第6回:ニュージーランドの緊急事態宣言

 2020年10月17日、ニュージーランドで総選挙が行われ、現職のアーダーン首相率いる与党が勝利した。ニュージーランドは新型コロナ対策が成功した例として欧米メディアから注目された国である。

 たしかにニュージーランドの対応は迅速であった。ニュージーランドは早くから外国人の入国制限に踏み切り、レベルに応じたアラートシステムを採用し、3月25日には緊急事態宣言を出した。
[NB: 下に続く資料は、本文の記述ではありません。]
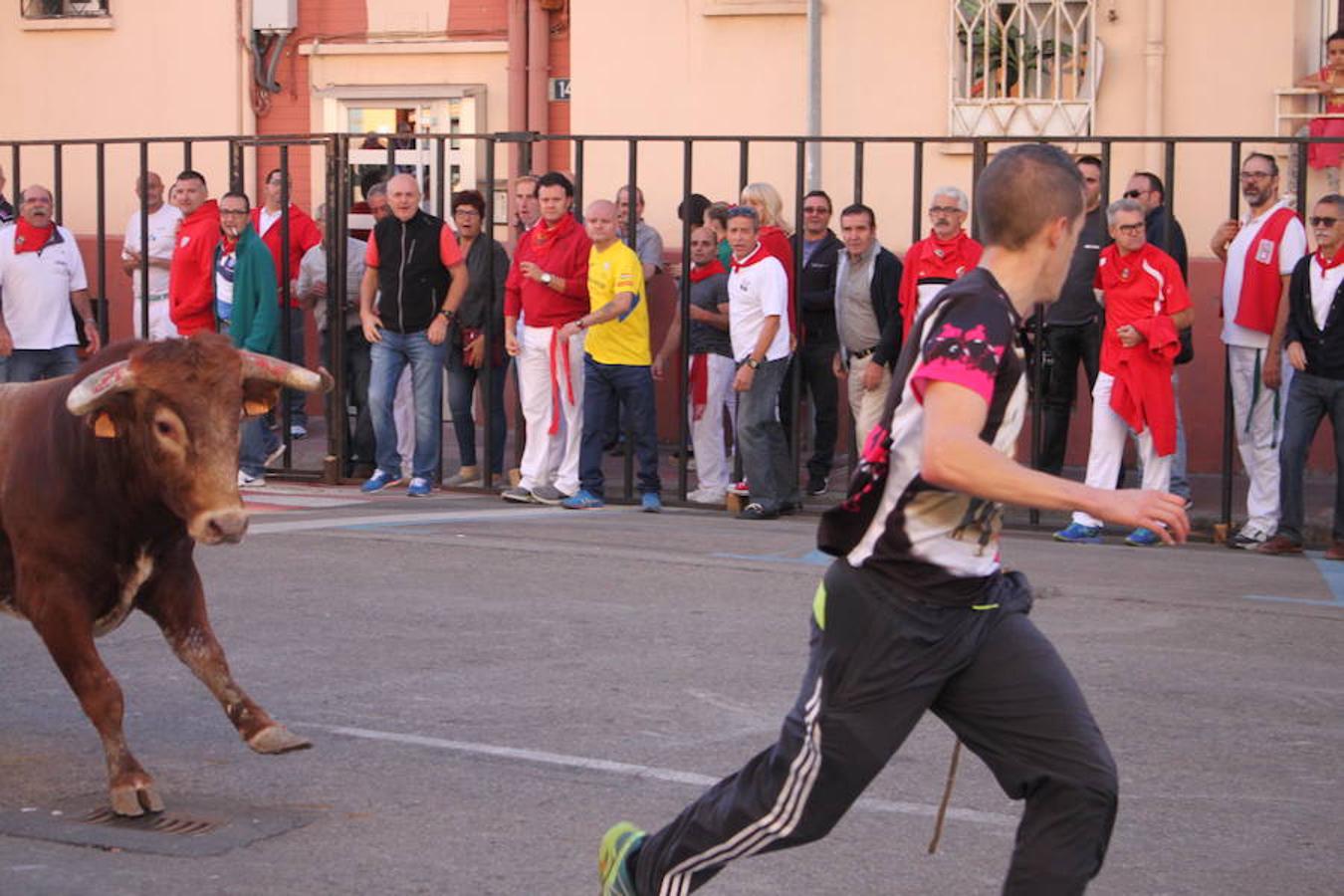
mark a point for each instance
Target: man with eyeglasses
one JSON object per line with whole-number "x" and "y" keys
{"x": 817, "y": 342}
{"x": 1147, "y": 304}
{"x": 941, "y": 257}
{"x": 1259, "y": 253}
{"x": 1072, "y": 330}
{"x": 1314, "y": 336}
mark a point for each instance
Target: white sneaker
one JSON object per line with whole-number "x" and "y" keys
{"x": 246, "y": 481}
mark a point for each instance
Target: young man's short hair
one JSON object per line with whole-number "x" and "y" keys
{"x": 1024, "y": 188}
{"x": 556, "y": 179}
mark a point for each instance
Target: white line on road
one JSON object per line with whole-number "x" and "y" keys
{"x": 630, "y": 770}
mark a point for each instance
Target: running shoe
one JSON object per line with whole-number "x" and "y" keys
{"x": 249, "y": 481}
{"x": 1143, "y": 538}
{"x": 549, "y": 495}
{"x": 1079, "y": 534}
{"x": 379, "y": 481}
{"x": 613, "y": 866}
{"x": 582, "y": 500}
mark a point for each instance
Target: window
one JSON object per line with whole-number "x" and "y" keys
{"x": 1023, "y": 68}
{"x": 64, "y": 8}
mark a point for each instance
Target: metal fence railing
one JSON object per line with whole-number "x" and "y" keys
{"x": 894, "y": 175}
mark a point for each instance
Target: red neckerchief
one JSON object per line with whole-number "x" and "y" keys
{"x": 753, "y": 257}
{"x": 1335, "y": 261}
{"x": 29, "y": 238}
{"x": 545, "y": 235}
{"x": 706, "y": 272}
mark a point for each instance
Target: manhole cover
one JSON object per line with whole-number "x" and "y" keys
{"x": 191, "y": 826}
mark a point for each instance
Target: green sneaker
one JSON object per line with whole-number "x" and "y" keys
{"x": 611, "y": 866}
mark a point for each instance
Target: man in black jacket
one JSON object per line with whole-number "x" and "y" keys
{"x": 415, "y": 270}
{"x": 867, "y": 318}
{"x": 818, "y": 250}
{"x": 1314, "y": 338}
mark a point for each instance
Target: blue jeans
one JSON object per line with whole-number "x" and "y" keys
{"x": 765, "y": 454}
{"x": 388, "y": 358}
{"x": 258, "y": 439}
{"x": 33, "y": 364}
{"x": 607, "y": 387}
{"x": 1309, "y": 399}
{"x": 296, "y": 400}
{"x": 461, "y": 384}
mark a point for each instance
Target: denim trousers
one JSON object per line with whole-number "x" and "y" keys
{"x": 33, "y": 364}
{"x": 426, "y": 360}
{"x": 611, "y": 388}
{"x": 461, "y": 388}
{"x": 258, "y": 439}
{"x": 765, "y": 454}
{"x": 1309, "y": 400}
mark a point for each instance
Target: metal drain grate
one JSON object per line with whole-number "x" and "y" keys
{"x": 192, "y": 825}
{"x": 157, "y": 822}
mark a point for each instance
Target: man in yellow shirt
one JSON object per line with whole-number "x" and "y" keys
{"x": 617, "y": 361}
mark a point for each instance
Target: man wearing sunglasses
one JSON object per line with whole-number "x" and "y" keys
{"x": 1259, "y": 253}
{"x": 1314, "y": 337}
{"x": 1147, "y": 304}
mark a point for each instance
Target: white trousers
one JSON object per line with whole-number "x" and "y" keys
{"x": 1258, "y": 422}
{"x": 160, "y": 324}
{"x": 403, "y": 415}
{"x": 711, "y": 458}
{"x": 1108, "y": 449}
{"x": 866, "y": 406}
{"x": 550, "y": 460}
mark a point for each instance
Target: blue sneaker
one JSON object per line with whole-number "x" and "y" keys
{"x": 379, "y": 481}
{"x": 1079, "y": 534}
{"x": 1143, "y": 538}
{"x": 613, "y": 866}
{"x": 582, "y": 500}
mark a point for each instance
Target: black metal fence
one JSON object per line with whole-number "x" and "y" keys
{"x": 883, "y": 160}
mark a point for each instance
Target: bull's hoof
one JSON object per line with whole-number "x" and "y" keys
{"x": 277, "y": 739}
{"x": 136, "y": 798}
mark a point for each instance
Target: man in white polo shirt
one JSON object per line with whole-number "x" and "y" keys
{"x": 759, "y": 326}
{"x": 1259, "y": 253}
{"x": 43, "y": 293}
{"x": 163, "y": 235}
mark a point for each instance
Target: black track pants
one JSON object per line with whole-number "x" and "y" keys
{"x": 876, "y": 664}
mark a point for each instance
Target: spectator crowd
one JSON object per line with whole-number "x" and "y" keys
{"x": 821, "y": 310}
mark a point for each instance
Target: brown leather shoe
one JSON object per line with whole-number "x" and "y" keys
{"x": 1282, "y": 546}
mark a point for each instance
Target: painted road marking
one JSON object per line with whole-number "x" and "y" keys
{"x": 1333, "y": 573}
{"x": 648, "y": 773}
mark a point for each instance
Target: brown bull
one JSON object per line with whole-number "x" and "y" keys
{"x": 108, "y": 480}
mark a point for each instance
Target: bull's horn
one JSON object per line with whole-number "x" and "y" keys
{"x": 273, "y": 369}
{"x": 93, "y": 389}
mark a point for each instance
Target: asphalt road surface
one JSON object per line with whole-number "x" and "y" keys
{"x": 490, "y": 687}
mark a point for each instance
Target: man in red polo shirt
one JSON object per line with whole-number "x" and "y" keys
{"x": 548, "y": 284}
{"x": 303, "y": 235}
{"x": 1147, "y": 304}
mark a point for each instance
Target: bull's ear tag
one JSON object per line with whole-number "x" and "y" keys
{"x": 104, "y": 427}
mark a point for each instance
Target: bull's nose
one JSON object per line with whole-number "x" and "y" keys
{"x": 223, "y": 526}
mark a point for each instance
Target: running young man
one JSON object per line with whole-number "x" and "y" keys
{"x": 918, "y": 614}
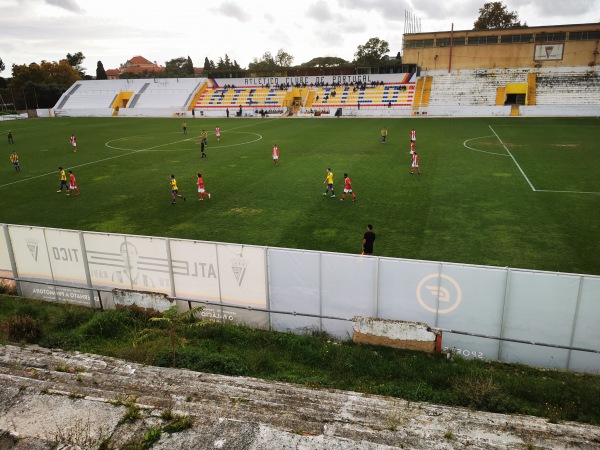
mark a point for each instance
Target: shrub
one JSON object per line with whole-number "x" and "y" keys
{"x": 66, "y": 340}
{"x": 109, "y": 324}
{"x": 71, "y": 317}
{"x": 202, "y": 361}
{"x": 24, "y": 329}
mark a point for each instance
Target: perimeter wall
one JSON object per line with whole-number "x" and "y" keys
{"x": 297, "y": 290}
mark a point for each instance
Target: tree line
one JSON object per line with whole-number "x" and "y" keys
{"x": 49, "y": 80}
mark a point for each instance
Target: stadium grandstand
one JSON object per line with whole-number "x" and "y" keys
{"x": 531, "y": 71}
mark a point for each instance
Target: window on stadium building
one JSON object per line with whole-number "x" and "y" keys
{"x": 445, "y": 42}
{"x": 418, "y": 43}
{"x": 516, "y": 38}
{"x": 482, "y": 40}
{"x": 584, "y": 35}
{"x": 550, "y": 37}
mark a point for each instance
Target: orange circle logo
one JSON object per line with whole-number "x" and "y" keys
{"x": 439, "y": 293}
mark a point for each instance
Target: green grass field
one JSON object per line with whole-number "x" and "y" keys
{"x": 517, "y": 192}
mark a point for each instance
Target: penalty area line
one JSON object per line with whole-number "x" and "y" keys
{"x": 514, "y": 160}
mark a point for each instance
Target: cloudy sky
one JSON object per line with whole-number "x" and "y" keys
{"x": 113, "y": 31}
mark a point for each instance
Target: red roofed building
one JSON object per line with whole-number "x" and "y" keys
{"x": 137, "y": 65}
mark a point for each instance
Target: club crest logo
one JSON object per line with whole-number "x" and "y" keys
{"x": 33, "y": 247}
{"x": 439, "y": 293}
{"x": 239, "y": 266}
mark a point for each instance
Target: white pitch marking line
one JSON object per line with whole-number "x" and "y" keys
{"x": 567, "y": 192}
{"x": 482, "y": 151}
{"x": 514, "y": 160}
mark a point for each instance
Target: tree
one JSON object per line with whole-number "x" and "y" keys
{"x": 190, "y": 67}
{"x": 283, "y": 59}
{"x": 372, "y": 52}
{"x": 100, "y": 72}
{"x": 208, "y": 65}
{"x": 177, "y": 68}
{"x": 326, "y": 61}
{"x": 496, "y": 15}
{"x": 61, "y": 74}
{"x": 75, "y": 62}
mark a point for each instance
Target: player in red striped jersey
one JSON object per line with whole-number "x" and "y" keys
{"x": 415, "y": 164}
{"x": 347, "y": 188}
{"x": 201, "y": 191}
{"x": 276, "y": 154}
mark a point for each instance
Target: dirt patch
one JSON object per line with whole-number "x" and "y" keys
{"x": 113, "y": 402}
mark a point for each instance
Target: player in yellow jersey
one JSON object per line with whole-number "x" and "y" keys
{"x": 329, "y": 183}
{"x": 62, "y": 176}
{"x": 383, "y": 135}
{"x": 174, "y": 191}
{"x": 14, "y": 158}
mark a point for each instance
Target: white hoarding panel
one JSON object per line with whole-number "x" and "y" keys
{"x": 472, "y": 300}
{"x": 128, "y": 262}
{"x": 408, "y": 291}
{"x": 242, "y": 275}
{"x": 4, "y": 256}
{"x": 541, "y": 308}
{"x": 66, "y": 256}
{"x": 5, "y": 266}
{"x": 31, "y": 255}
{"x": 294, "y": 287}
{"x": 587, "y": 331}
{"x": 195, "y": 270}
{"x": 348, "y": 289}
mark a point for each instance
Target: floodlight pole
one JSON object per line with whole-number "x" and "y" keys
{"x": 451, "y": 41}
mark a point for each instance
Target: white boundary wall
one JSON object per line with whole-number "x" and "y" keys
{"x": 312, "y": 290}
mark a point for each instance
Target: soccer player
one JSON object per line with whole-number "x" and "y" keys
{"x": 329, "y": 182}
{"x": 73, "y": 141}
{"x": 14, "y": 158}
{"x": 415, "y": 164}
{"x": 383, "y": 135}
{"x": 62, "y": 177}
{"x": 347, "y": 188}
{"x": 201, "y": 191}
{"x": 174, "y": 191}
{"x": 72, "y": 184}
{"x": 275, "y": 155}
{"x": 368, "y": 239}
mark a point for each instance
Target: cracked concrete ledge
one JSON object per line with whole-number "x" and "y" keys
{"x": 55, "y": 399}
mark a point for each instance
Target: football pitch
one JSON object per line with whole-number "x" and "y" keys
{"x": 516, "y": 192}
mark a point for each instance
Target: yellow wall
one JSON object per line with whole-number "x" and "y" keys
{"x": 491, "y": 56}
{"x": 122, "y": 99}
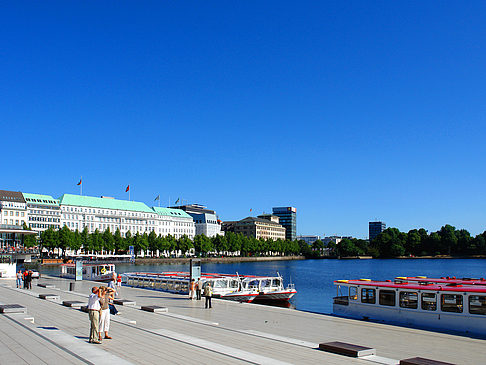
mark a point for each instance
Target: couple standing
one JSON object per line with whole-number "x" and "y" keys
{"x": 99, "y": 313}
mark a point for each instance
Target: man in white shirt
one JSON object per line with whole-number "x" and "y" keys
{"x": 94, "y": 309}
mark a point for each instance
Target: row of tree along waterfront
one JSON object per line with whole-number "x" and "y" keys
{"x": 390, "y": 243}
{"x": 417, "y": 242}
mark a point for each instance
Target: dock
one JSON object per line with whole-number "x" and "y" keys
{"x": 176, "y": 330}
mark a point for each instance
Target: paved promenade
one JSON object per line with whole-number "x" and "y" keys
{"x": 229, "y": 333}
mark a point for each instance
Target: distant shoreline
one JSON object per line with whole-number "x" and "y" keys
{"x": 184, "y": 260}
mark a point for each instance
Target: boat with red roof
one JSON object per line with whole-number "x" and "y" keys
{"x": 448, "y": 305}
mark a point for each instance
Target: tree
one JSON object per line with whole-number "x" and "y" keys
{"x": 448, "y": 239}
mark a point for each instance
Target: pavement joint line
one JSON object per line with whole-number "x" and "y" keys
{"x": 221, "y": 349}
{"x": 84, "y": 352}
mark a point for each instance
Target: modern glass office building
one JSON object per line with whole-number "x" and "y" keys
{"x": 375, "y": 228}
{"x": 288, "y": 219}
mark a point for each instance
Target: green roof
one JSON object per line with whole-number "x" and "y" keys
{"x": 171, "y": 212}
{"x": 104, "y": 203}
{"x": 40, "y": 199}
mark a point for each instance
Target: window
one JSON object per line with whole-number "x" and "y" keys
{"x": 409, "y": 299}
{"x": 387, "y": 297}
{"x": 451, "y": 303}
{"x": 368, "y": 296}
{"x": 477, "y": 304}
{"x": 429, "y": 301}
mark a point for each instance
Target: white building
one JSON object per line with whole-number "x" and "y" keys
{"x": 309, "y": 239}
{"x": 175, "y": 222}
{"x": 13, "y": 209}
{"x": 43, "y": 212}
{"x": 205, "y": 220}
{"x": 94, "y": 213}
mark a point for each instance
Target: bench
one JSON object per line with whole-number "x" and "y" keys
{"x": 423, "y": 361}
{"x": 347, "y": 349}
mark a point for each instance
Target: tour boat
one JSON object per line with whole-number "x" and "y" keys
{"x": 97, "y": 272}
{"x": 443, "y": 280}
{"x": 233, "y": 287}
{"x": 269, "y": 288}
{"x": 442, "y": 306}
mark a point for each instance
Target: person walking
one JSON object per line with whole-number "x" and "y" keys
{"x": 19, "y": 279}
{"x": 198, "y": 288}
{"x": 208, "y": 293}
{"x": 94, "y": 309}
{"x": 106, "y": 294}
{"x": 28, "y": 278}
{"x": 192, "y": 287}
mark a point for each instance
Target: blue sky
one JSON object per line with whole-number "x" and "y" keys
{"x": 349, "y": 111}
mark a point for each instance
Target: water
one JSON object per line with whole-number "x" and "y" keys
{"x": 313, "y": 279}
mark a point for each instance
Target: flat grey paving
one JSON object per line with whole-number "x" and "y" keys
{"x": 234, "y": 332}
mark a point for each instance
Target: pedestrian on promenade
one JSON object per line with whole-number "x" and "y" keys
{"x": 28, "y": 280}
{"x": 111, "y": 284}
{"x": 19, "y": 279}
{"x": 208, "y": 293}
{"x": 198, "y": 289}
{"x": 106, "y": 294}
{"x": 192, "y": 287}
{"x": 94, "y": 309}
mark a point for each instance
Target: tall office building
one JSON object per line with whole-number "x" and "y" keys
{"x": 288, "y": 219}
{"x": 375, "y": 228}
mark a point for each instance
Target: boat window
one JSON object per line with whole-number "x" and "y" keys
{"x": 429, "y": 301}
{"x": 234, "y": 284}
{"x": 477, "y": 304}
{"x": 387, "y": 297}
{"x": 220, "y": 284}
{"x": 451, "y": 303}
{"x": 368, "y": 296}
{"x": 409, "y": 299}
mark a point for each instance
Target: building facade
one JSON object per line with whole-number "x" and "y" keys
{"x": 174, "y": 222}
{"x": 205, "y": 220}
{"x": 13, "y": 217}
{"x": 79, "y": 212}
{"x": 309, "y": 239}
{"x": 256, "y": 228}
{"x": 375, "y": 228}
{"x": 288, "y": 219}
{"x": 13, "y": 208}
{"x": 43, "y": 212}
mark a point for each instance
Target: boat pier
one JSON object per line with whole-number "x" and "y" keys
{"x": 158, "y": 327}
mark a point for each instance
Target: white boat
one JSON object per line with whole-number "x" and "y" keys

 それでは、どのような法制度に基づいて、そうした対策が実施されてきたのだろうか。以下では、緊急事態法制を中心にニュージーランドの新型コロナ対策を見ていくことにする。

 

アラートシステムと緊急事態宣言

 ニュージーランドの新型コロナ対策において重要な役割を果たしたのが、感染状況に応じて4つにレベル分けしたアラートシステムである。緊急事態宣言が出される少し前の3月21日、政府はアラートシステムを発表した。アラートシステムは、エピデミック対策法や民間防衛緊急事態管理法の他に、衛生法や諸々の命令などを根拠に作成したものであった。

 政府はアラートレベルを徐々に引き上げながら状況を注視し、3月25日にはアラート4になったとして、ただちに緊急事態宣言を出した。アラート4はロックダウンなどの措置を行う段階であり、政府は国民に対して原則自宅待機を命じた。

 今回発令された緊急事態宣言は2つに大別される。1つは、いわゆるアウトブレイク宣言である。これは2006年エピデミック対策法5条(1)に基づく。この宣言を出すことにより、総督(国王の代理として法律案の裁可等を行う)は保健相の勧告に基づいて保健相が管轄する一定の規制や要件を修正することができる。

 もう1つの緊急事態宣言は2002 年民間防衛緊急事態管理法に基づくものである。この規定は感染症に限らず、あらゆる緊急事態を対象にしたものである。緊急事態になると、民間防衛大臣が民間防衛緊急事態管理局長や同グループに対して次のような行為を行うように指示を出せる(84条)。たとえば、民間防衛緊急事態管理グループは救命や救助活動、食料、衣服、避難施設の供給、必要な交通規制、死体等の処理、必要な装備の供給などを行うことになっている。

 

新型コロナ公衆衛生対策法の制定

 緊急事態宣言の期限である5月13日に合わせて、政府はアラートレベルを2に下げると同時に、5月13日に新型コロナ公衆衛生対策法を制定した。同法は、アラートレベルが低く、緊急事態宣言が出ていない状態であっても効果的な対応を行うことを認める内容であった。つまり、緊急事態宣言を発令していなくても、隔離や立入などの強制的措置を実施するものであり、予防を強化する法律であるといえる。

 ニュージーランドは、早くから入国規制に踏み切ったこともあり、もともと感染者数がそれほど多くなかったことに加え、強い予防措置を行ったこともあり、6月8日、最後の感染者が無症状で48時間経過し、感染者が0になった。そのため、レベルも1まで引き下げられた。もっとも、8月11日には4人の陽性者が判明し、オークランドは翌日にアラートレベル3となり、それ以外の地域はアラートレベル2となった。その後、少しずつアラートレベルが下げられ、10月現在、全区域でアラートレベル1となっている。

 

日本への示唆

 以上の経過を見る限り、ニュージーランドは新型コロナを抑え込んでいる。アーダーン首相がリーダーシップを発揮し、当初から経済よりも生命と健康を重視した対策をとったことがその要因であるといわれているが、法的視点からすれば、民間防衛緊急事態管理法に基づく緊急事態宣言とそれを引き継いだ新型コロナ公衆衛生対策法の存在が大きい。これらにより、アラートレベルが高い段階でも低い段階でも、法に基づいて効果的かつ強力な措置を行うことが可能になっているからである。このようなレベルに応じた対応を行うための法制度は、日本にとっても参考になると思われる。